Times have gone by where I’ve seen the way my brother looks at you… in the halls, in class He hasn’t looked at anyone like that since like ever. I always tell him to get a girlfriend but he always says he’s waiting for the right girl to sweep him off his feet. (Well he doesn’t say it that way, but you know what I mean.)
And sorry. I got distracted again.
Coincidentally, I hope he gets you and I hope you find it in your heart to give him a chance because he’s the sweetest guy you’ll ever meet.
(Yesterday, I witnessed him smiling when he saw you in the hall.) Anyways, I picked you because of this. I picked you because I don’t really know you that well and you won’t judge me for what I did.
Drastically more important, what I didn’t do.
I want you to know Joseph Milgram isn’t the man everyone thinks he is.
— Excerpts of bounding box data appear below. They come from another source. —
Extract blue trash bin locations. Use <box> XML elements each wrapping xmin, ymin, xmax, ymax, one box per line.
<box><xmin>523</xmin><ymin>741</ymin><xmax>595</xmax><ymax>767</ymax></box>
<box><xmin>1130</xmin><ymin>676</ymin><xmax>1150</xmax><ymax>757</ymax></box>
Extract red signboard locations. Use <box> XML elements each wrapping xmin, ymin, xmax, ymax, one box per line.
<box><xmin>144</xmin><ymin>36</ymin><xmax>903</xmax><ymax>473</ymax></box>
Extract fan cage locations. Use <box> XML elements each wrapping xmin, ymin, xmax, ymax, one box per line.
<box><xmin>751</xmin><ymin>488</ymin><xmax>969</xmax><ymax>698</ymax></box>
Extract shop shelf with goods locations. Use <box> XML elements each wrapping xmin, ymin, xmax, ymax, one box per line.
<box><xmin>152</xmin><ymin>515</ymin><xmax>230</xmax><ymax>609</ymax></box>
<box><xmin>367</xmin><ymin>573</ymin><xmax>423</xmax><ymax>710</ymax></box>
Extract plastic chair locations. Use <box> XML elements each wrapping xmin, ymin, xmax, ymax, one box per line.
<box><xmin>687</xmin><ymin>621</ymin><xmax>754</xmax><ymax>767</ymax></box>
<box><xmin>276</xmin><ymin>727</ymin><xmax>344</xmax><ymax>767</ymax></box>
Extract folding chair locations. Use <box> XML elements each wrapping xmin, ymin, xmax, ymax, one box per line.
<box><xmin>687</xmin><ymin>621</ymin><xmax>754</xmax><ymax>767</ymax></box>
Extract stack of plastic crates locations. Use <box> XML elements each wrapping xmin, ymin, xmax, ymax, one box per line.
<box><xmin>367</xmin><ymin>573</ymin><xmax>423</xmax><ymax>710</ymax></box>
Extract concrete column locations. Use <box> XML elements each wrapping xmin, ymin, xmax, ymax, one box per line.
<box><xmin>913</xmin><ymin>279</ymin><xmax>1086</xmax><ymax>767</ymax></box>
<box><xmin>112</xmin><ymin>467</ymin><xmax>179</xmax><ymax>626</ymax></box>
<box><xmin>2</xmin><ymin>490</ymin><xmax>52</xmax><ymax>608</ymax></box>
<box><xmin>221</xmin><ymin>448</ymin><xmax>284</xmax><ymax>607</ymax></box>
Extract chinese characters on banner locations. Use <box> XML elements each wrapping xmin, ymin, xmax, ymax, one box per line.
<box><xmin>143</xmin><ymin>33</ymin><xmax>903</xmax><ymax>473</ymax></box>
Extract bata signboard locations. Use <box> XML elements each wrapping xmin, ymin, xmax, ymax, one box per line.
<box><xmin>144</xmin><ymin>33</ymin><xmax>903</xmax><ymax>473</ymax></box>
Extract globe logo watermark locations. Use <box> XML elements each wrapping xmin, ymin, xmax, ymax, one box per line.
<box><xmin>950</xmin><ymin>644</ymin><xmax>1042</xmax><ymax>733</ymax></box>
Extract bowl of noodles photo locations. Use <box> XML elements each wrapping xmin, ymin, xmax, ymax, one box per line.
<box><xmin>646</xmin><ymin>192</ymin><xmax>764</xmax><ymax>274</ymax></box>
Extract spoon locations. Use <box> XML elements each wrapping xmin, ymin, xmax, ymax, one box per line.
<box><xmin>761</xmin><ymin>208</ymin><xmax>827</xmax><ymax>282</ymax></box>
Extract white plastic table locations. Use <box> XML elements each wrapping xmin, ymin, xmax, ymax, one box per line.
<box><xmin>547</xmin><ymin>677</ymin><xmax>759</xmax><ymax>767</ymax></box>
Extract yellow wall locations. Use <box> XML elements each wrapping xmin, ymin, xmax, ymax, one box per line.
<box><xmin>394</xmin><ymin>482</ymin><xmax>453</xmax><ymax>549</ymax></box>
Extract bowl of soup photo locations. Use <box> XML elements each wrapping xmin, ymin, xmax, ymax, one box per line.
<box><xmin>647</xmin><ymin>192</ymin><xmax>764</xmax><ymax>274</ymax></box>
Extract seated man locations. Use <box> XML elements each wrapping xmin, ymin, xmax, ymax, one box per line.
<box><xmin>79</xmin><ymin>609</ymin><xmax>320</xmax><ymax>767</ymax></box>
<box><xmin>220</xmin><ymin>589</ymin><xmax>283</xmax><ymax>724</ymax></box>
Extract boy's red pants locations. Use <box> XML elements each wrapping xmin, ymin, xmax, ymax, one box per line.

I was pulled out of class to go to the guidance office and I he dragged me into that enclosed room and raped me. On multiple occasions. He hurt me, he did things I can’t ever forgive him for. He drugged me and I woke up in his own house before… and his wife was right upstairs.
Damnit, he didn’t let me tell anyone because if I did, he said he was going to kill everyone I love. He would find a way to hurt them and I couldn’t let that happen.
I knew better. I knew that if I told someone, they wouldn’t get hurt. I would. And his suffering is worth the death.
Today, if you’re reading this, I told someone.
So please, Quinn. Read in between the lines.
I trust you to do this.
I trust you to protect the ones I love.
Maeve Kingston
What.
The.
Actual.
Shit.
***
“Wesley!” I cry. “What do I do? Do I take it to the police-- do I-” I shouldn’t even be calling him. After what just happened, I don’t deserve his help. I didn’t give him a chance. He needed help and I didn’t provide it.
“I’ll come over,” he says. “Let me read it and we’ll figure out what to do.”
And so I wait. I wait, freaking out with the letter grasped between my fingers.
Why me? Why choose me? Is it because she thought of me as the valedictorian and therefore I’m smart or is it because for some weird reason she trusts me over anyone else? She could’ve picked Riley. She could’ve picked Mia. Hell, she could’ve pcked Jessie, Keller, or even Wes.
But she chose me. She didn’t even know me.
“Hey,” Wes’s voice says as he enters my room. I shakingly hand him the letter.
He looks at me for a moment then shifts his eyes to the letter.
My head pound with disturbing thoughts.
She’s dead… but it seems like she’s still here; like she’s managed to prove to us that death can’t hold her… that her spirit is too strong to be kept in the grave.
Wes falls speechless and his face runs pale. A single, salty tear dribbles down his cheek.
“She-” he croaks. “This doesn’t seem like her.”
What does he mean? She wrote it, mailed it to me before she died, and here it is! There’s no denying she wrote it.
“There’s just… something off,” he says, sitting on my bed. He wipes his tear away.
I grab the letter.
He knows Maeve; he knows how she speaks, how she acts, he knows her. And if he says something’s off, then I guess it is.
I examine the letter.
“What do you mean?” I ask.
“The words,” he says. “Like coincidentally, drastically… the way she used strange words in front of commas; that’s not like her.” He leans in close and peers at the words over my shoulder. “See, look. ‘Today, if you’re reading this,’ She was gonna’ major in literature. She wrote all the time. She wouldn’t write something that just seems so… out of place.”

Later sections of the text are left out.